# Guitar terms we dont need!



## Peel Ferrari (Jun 22, 2017)

Here's may pick of guitar terms that are ubiqitous and superfluous and enough already!  

Masterbuilt
Relic
Honest play wear
Tone wood
Case queen

Add yours!


----------



## Doug Gifford (Jun 8, 2019)

Rare
Limited Production


----------



## leftysg (Mar 29, 2008)

Plays like a dream


----------



## bw66 (Dec 17, 2009)

Vintage.


----------



## Thunderboy1975 (Sep 12, 2013)

Under-rated.


----------



## silvertonebetty (Jan 4, 2015)

Wammy bar! What are you freaking two!


----------



## Mark Brown (Jan 4, 2022)

Gibson?

No, I'm kidding. I got nothing


----------



## KapnKrunch (Jul 13, 2016)

"Set-up."

I keep guitars that are playable. And remain playable. Maybe make an adjustment or two with a change of season, or location or string weight or playing style.

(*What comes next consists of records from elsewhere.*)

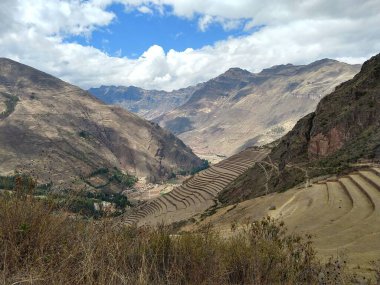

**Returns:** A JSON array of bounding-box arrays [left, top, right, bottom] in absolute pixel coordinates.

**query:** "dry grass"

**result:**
[[0, 179, 356, 285]]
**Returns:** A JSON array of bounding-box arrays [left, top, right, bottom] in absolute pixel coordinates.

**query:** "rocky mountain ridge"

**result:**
[[154, 59, 360, 156], [0, 58, 202, 190], [88, 84, 202, 120], [220, 54, 380, 203]]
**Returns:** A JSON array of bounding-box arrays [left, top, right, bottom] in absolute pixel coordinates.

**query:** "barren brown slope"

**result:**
[[221, 54, 380, 203], [0, 59, 201, 190], [124, 148, 267, 225], [88, 83, 202, 120], [155, 59, 360, 156], [188, 165, 380, 272]]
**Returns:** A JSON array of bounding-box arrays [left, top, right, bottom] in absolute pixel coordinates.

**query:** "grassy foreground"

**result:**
[[0, 184, 374, 285]]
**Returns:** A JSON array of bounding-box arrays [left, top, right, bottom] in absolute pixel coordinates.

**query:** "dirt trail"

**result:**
[[124, 149, 267, 225], [186, 164, 380, 268]]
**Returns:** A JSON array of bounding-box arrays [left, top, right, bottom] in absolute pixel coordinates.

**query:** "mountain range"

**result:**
[[0, 58, 202, 190], [90, 59, 360, 157], [220, 54, 380, 203]]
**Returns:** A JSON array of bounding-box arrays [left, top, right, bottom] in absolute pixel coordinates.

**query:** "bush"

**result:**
[[0, 192, 354, 285]]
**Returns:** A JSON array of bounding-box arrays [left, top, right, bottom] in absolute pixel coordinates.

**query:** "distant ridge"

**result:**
[[220, 54, 380, 203], [154, 56, 360, 156]]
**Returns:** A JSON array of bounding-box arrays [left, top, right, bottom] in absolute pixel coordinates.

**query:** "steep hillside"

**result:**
[[88, 84, 202, 120], [154, 59, 360, 156], [221, 54, 380, 203], [191, 165, 380, 270], [0, 59, 202, 190]]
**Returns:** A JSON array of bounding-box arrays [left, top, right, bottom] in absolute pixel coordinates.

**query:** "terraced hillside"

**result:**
[[193, 166, 380, 268], [125, 148, 267, 225]]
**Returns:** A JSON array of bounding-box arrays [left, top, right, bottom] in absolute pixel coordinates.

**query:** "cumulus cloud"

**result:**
[[0, 0, 380, 90]]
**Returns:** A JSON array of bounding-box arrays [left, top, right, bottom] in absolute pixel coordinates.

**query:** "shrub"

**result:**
[[0, 191, 354, 284]]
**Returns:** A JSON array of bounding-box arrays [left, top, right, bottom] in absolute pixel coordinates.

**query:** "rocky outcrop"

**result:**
[[154, 59, 360, 156], [88, 84, 202, 120], [308, 127, 346, 158], [0, 59, 202, 190], [220, 54, 380, 203]]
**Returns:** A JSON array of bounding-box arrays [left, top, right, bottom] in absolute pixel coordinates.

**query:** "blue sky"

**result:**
[[0, 0, 380, 90], [66, 4, 252, 58]]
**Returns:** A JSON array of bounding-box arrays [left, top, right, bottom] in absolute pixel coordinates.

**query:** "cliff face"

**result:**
[[273, 55, 380, 161], [221, 54, 380, 203], [0, 59, 202, 190]]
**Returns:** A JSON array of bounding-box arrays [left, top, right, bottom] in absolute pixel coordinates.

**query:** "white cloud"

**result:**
[[137, 6, 153, 14], [0, 0, 380, 90]]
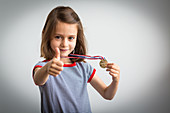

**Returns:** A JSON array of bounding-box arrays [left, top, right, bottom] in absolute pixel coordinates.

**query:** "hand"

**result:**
[[106, 63, 120, 82], [47, 47, 64, 77]]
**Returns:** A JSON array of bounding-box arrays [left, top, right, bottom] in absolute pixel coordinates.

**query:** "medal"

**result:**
[[99, 59, 108, 68], [62, 54, 108, 68]]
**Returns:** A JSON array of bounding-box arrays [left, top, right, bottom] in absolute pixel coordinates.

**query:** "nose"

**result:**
[[61, 38, 68, 47]]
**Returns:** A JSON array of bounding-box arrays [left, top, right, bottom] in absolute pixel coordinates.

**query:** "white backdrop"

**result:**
[[0, 0, 170, 113]]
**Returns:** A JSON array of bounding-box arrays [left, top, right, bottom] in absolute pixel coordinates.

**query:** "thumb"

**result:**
[[55, 47, 60, 60]]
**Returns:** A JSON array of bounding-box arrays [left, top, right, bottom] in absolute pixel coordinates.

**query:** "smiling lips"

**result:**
[[60, 49, 68, 52]]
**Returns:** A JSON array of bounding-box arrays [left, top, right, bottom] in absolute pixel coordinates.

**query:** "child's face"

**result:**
[[50, 21, 78, 57]]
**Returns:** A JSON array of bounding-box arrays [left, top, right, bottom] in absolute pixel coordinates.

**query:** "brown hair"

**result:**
[[41, 6, 87, 62]]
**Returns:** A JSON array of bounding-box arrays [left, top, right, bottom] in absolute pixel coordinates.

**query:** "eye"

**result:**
[[55, 36, 61, 39], [68, 36, 74, 40]]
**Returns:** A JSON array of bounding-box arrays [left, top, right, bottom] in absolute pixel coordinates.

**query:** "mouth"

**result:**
[[60, 49, 68, 52]]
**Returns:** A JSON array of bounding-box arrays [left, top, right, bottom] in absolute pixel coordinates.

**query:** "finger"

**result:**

But, what is a "set-up"? To me it's a catch-all term used by (or used on) people who can't figure out what's needed.


----------



## Swervin55 (Oct 30, 2009)

"plays like butter" !?


----------



## guitarman2 (Aug 25, 2006)

"Best sounding and playing guitar I've ever owned". (Why are you selling it? To keep the second best guitar you've ever played?)


----------



## laristotle (Aug 29, 2019)

'you'll sound like Jimi with this'.


----------



## Mark Brown (Jan 4, 2022)

laristotle said:


> 'you'll sound like Jimi with this'.


Hoffa?


----------



## Grab n Go (May 1, 2013)

"Lawsuit" and "never been played". Generally any phrase that is not true.


----------



## terminalvertigo (Jun 12, 2010)

every M&M guitar bar writeup on each, and every guitar they sell on reverb.


random example:

_"Extremely resonant and lively acoustically, the staggered pole piece black bobbin pickups are sparkling and clear with plenty of percussive cut and taut low end. Of course, the Jaguar offers tonal options to both thicken up the sound and alternately make it even more sinewy and thin. The "strangle" toggle (located on the hexagonal plate next to the individual pickup on/off switches) gives the guitar a treble heavy snap, while the Rhythm Circuit (located on the guitar's lower horn) is a separate circuit for the neck pickup, engaging a darker tone cap. The Rhythm Circuit provides one of the best sounds on this guitar, with a rich, wooly tone that still has plenty of clarity. This setting adds warmth to your clean signal as well as giving an overdriven tube amp or your favorite fuzz pedal that little bit of extra low end push to make single note lines stand out. This Jaguar weighs 8lbs 4oz, professionally setup here at Mike & Mike's Guitar Bar with 11-50 roundwound strings, solid intonation, and low action"_


So, Jag is question is:

Resonant
Lively
Sparkling
Clear
Percussive
Taut
Sinewy
Thin
Treble heavy snap
Rich, Wooly tone
Clarity
Warm

Zzzzzz..


----------



## Doug B (Jun 19, 2017)

Case Candy.


----------



## BlueRocker (Jan 5, 2020)

KapnKrunch said:


> "Set-up."
> 
> I keep guitars that are playable. And remain playable. Maybe make an adjustment or two with a change of season, or location or string weight or playing style.
> 
> But, what is a "set-up"? To me it's a catch-all term used by (or used on) people who can't figure out what's needed.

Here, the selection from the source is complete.